What have we learned from the GomBurZa past?
By Allen Gaborro
In 1872, in what was pre-revolutionary Philippines, an atmosphere of intrepidness, nationalism, and self-awakening descended on Filipinos as three Roman Catholic priests were unjustly put to death by the Spanish colonial authorities.
The trinity of priests (Mariano Gómes, José Burgos, and Jacinto Zamora), were garroted—after what was widely believed to be a manipulated legal process—for allegedly conspiring to rebel against the colonial government. Their names would live on in Filipino historical lore as an acronym symbolizing virtue, sacrifice, and patriotism: “GomBurZa.”
Some 151 years after that fateful event, director Pepe Diokno wants to show that there is no emotional or psychological daylight between the Filipinos of GomBurZa’s period and Filipinos today. His 2023 Tagalog-Spanish language (with a smattering of Latin) film “GomBurZa” bridges past and present in making readily available the story of the three martyrs to contemporary Filipino audiences.

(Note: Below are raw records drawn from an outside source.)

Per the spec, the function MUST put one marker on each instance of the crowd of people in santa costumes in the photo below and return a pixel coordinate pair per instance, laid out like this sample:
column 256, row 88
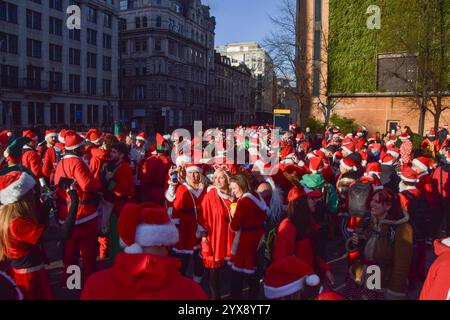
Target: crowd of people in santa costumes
column 154, row 216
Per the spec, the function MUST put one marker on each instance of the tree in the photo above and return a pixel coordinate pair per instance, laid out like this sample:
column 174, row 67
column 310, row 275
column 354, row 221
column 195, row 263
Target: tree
column 421, row 29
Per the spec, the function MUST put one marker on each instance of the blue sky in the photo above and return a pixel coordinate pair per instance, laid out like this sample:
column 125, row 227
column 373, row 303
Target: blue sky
column 242, row 20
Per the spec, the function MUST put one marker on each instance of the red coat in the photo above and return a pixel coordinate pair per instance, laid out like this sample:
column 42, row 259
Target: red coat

Filipino historical movies have on occasion fallen hostage to theatricality and overextended dramatization. “GomBurZa” however, a visual body of biographical commemoration, maintains a sober, unrushed ambience of pace, plot, and scene setting. The subdued style and stride of Diokno’s film gives its historical and nationalistic narrative a more solemn momentousness and meaning.
Facing the sclerotic institution of the Catholic Church, as it was dominated during the colonial era by the Spanish friars, the three secular or native priests (respectively and capably portrayed by Cedrick Juan (Burgos), Dante Rivero (Gómes), and Enchong Dee (Zamora) followed the lead of one of their own, Father Pedro Peláez (Piolo Pascual) in standing up for their rights.
At the heart of “GomBurZa” is the native clergy’s preservation of their indigenous entitlements and principles against the insatiable encroachment of the Spanish religious class. As the most prominent figures of this fight, the three clerics must have known that their cause would prefigure the coming of the anti-imperial revolution and the ideal of an independent Philippines.
As far as historical accuracy goes, Diokno made it a point to be as painstakingly meticulous as possible in the film. To give us a conception of the commitment to factual history in “GomBurZa,” Diokno draws inspiration from the example of Apolinario de la Cruz (a.k.a. Hermano Pule), the leader of the Cofradía de San Jose religious brotherhood. De la Cruz was also a victim of the Spanish Catholic Church’s opprobrium in turning away native priests.
In dealing with the social, political, and religious situation in his movie, Diokno judiciously negotiates the escalating enmity between the GomBurZa priests and their devotees and the intransigent friars and colonial administrators. Diokno does so without losing sight of the intelligence, decency, desire for autonomy, and quiet desperation not only of the foregrounded priests, but of the supporting cast of Filipinos in the movie.
There will be some who would begrudge “GomBurZa” the credit it deserves. These insular spirits would bemoan that they are all too accustomed to the same flag-waving and liberty-or-death emotions that are evoked in the movie. They’ve seen and heard tiresome expressions of those emotions in other projections of Philippine history. As far as this dissonant crowd is concerned, familiarity truly breeds contempt.
These skeptics, these hardcore, shortsighted prophets of the present and the future such as they are, keep Philippine history at arm’s length. For them, the past is nothing but the distant, faded tail end of a linear, inexorably progressive path of human evolution.
But the past never leaves the Filipino consciousness, the grievous past conspicuously so. Nor should it. There’s no buyer’s remorse, no putting our minds at rest in looking back into time and learning from it. As Renato Constantino made clear, the “rich tradition of struggle has become a motive force of Philippine history.”
Pepe Diokno’s “GomBurZa” should appeal to Filipinos today, many of whom possess a growing impulse to examine their country’s inward and outward journey through the lens of history. Diokno’s film is not intended for Filipinos to forlornly dwell in the past. Gazing back into the past is intended for Filipinos to become all the better for it.